I use both.  Some may want to use only one or the other, or neither.  It's up to you.

----------

## transienteagle

alwyn,

If you take a look at the current hotplug script, it does absolutely nothing (apart from a check to make sure that hotplug is configured in the kernel). coldplug is all that needs to be run now.

rgds

TE

----------

## toralf

 *BeastOfBurden wrote:*   

> 
> 
> I use both

 

?!?And how do you use the hotplug script which is empty since it was replaced by coldplug ?

----------

## rush_ad

so which one would be better for my external usb dvd-rw? i may turn it on and off while computer is running.

----------

## toralf

 *rush_ad wrote:*   

> so which one would be better for my external usb dvd-rw? i may turn it on and off while computer is running.

 

use coldplug for init devices during boot process, while running the system hotplug is used automatically - in conjunction with udev - by the kernel.

----------

## larand54

I think I go nut!

If I want to have my USB-camera/harddrive/Cardreader aumatically mounted - Do I need to have Hotplug emerged and added to the boot-level or default level or can I remove it compleatly?

I always had it installed into the default-level but now I have been interested in udev and have read som articles around. But I think you easy could go crazy! Sometimes the articles speak totally different about certain things.

Sometimes they say that you only need hotplug if you want devices to mount automatically, who won't? Sometimes they say that you should add it to the boot-level. Sometimes they say that you don't need it at all!!???

Heres a snap from the Gentoo udev-guide:

 *Quote:*   

> Requirements
> 
> udev is meant to be used in combination with a 2.6 kernel (like development-sources or gentoo-dev-sources). If you're using such a kernel then you just have to make sure that you have a recent sys-apps/baselayout version. That's all you need.
> 
> Code Listing 2.1: Installing udev
> ...

 

Is this correct? In that case I need it - but at default or boot-level?

By the way, after I emerged udev and rebooted, didn't changed any thing else, I got the /dev filled up with devices. Before I didn't had any sd-devices but now I got 60! sda1-sdd15.

It looks more like the time before devfs

Why? Should it be like that or is something wrong?

----------

## toralf

Add the init script 'coldplug' to your default run level.

Do not add the init script 'hotplug' to any run level because it is only a place holder.

There is a difference between 'hotplug' as the init script and hotplug as the binary located under /sbin. The later does the job of hotplugging devices and used during runtime and in the init script 'coldplug'.

Last edited by toralf on Tue Mar 15, 2005 10:43 am; edited 1 time in total

----------

## larand54

Hmm coldplug at the default level, that's a new one. Why? Why do they otherwise recommend that it should be in the boot-level?

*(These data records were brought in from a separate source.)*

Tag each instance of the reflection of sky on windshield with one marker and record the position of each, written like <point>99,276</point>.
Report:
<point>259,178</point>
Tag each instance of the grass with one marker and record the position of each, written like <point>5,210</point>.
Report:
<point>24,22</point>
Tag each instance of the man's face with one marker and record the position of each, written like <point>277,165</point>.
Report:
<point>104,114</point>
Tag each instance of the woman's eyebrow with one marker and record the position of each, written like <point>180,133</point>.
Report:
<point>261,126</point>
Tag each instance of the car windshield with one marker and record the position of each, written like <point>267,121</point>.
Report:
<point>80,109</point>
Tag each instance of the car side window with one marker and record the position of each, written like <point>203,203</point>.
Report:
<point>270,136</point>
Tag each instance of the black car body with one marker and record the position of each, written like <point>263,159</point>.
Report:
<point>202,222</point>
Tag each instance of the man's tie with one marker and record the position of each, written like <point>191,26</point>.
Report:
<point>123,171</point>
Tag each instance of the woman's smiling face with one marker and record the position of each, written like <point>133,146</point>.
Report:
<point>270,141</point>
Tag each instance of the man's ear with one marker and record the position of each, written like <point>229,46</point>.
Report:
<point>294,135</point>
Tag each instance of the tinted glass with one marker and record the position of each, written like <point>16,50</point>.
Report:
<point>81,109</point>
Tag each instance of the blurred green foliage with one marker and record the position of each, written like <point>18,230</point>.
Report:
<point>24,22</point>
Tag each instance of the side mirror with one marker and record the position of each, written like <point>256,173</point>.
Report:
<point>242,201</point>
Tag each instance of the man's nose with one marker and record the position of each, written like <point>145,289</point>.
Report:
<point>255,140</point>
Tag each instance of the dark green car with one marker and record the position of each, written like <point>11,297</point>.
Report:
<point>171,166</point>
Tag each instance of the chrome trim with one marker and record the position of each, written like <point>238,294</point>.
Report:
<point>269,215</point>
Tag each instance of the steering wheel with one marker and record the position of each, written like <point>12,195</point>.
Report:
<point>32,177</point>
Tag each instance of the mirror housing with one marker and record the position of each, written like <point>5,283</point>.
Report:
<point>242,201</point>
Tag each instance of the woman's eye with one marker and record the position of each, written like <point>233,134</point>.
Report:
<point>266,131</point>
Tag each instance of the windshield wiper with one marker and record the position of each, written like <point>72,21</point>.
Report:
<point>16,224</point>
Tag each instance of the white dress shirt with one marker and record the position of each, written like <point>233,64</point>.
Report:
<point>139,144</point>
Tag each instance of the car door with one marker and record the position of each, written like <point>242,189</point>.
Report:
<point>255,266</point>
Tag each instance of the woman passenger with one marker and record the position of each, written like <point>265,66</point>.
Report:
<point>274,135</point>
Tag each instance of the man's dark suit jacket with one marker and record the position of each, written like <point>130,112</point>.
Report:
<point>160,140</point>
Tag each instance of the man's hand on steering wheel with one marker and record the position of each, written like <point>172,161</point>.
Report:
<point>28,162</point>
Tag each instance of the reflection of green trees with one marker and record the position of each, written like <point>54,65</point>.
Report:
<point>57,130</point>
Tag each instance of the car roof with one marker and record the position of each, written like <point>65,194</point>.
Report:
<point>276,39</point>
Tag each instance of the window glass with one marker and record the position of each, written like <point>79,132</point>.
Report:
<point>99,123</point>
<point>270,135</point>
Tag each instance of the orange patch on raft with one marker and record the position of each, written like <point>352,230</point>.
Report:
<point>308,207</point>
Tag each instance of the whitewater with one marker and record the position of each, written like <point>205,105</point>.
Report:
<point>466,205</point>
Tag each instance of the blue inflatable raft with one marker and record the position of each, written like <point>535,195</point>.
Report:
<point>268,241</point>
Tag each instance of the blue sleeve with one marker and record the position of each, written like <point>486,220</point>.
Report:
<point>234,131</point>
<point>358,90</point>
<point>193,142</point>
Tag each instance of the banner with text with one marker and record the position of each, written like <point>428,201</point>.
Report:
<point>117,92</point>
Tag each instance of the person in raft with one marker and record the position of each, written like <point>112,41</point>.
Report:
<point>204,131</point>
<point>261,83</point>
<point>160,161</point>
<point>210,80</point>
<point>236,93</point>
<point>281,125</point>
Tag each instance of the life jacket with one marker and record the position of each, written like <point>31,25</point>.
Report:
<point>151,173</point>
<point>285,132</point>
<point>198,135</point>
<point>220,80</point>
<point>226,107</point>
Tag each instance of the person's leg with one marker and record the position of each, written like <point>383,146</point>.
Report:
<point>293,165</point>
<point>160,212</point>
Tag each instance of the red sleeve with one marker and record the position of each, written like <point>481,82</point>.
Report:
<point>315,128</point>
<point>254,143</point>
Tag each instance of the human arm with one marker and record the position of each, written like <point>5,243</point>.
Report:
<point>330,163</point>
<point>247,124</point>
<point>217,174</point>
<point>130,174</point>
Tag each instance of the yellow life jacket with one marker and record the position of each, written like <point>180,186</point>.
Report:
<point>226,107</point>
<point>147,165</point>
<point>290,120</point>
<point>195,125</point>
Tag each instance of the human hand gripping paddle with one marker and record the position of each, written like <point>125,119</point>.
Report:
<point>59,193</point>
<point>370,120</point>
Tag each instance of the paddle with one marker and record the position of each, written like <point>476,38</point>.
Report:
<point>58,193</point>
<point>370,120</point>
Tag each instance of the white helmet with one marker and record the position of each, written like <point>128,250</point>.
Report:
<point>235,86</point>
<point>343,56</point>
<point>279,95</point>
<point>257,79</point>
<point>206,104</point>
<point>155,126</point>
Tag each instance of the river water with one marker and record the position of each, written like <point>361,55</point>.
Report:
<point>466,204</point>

Do you have any comment to why I got all theses devices in /dev after I emerged udev?

----------

## toralf

 *larand54 wrote:*   

> Hmm coldplug at the default level, that's a new one. Why? Why do they otherwise recommend that it should be in the boot-level?

 

So you can boot with parameter 'init 2' at the grub boot loader level without getting a situation where a wrong module stops the system boot process. The init script coldplug is started early enough eg alsasound needs it.

 *larand54 wrote:*   

> 
> 
> Do you have any comment to why I got all theses devices in /dev after I emerged udev?

  No I have no clue.

----------

## VinzC

 *toralf wrote:*   

> 
> 
> Add the init script coldplug to your default run level.
> 
> Do not add the init script hotplug to any run level because it is only a place holder.
> ...

 

May I suggest, since coldplug and hotplug are generally (or always) present both on a system, that the package be renamed to something like plugnplay or whatever? There is a great deal of confusion in here about cold and hot.

I understand it sounds clear after a bit of explanation as I also asked myself the question (i.e. why install hotplug as there is nothing anymore in that script). Now that I've understood, IMHO the *plug pair would be renamed and merged into a single package that there would never be any question anymore. And since everything relates to plug 'n play...

Start a new poll?  :Wink: 

And if you want to start a new semantic thread: why calling coldplug that way given that - first - it calls hotplug - second - the PC is not quite cold as it has already booted (e.g. comparing against warm/cold reset). Let's call it bootplug instead?

Just kidding for the pleasure of it  :Wink: 

----------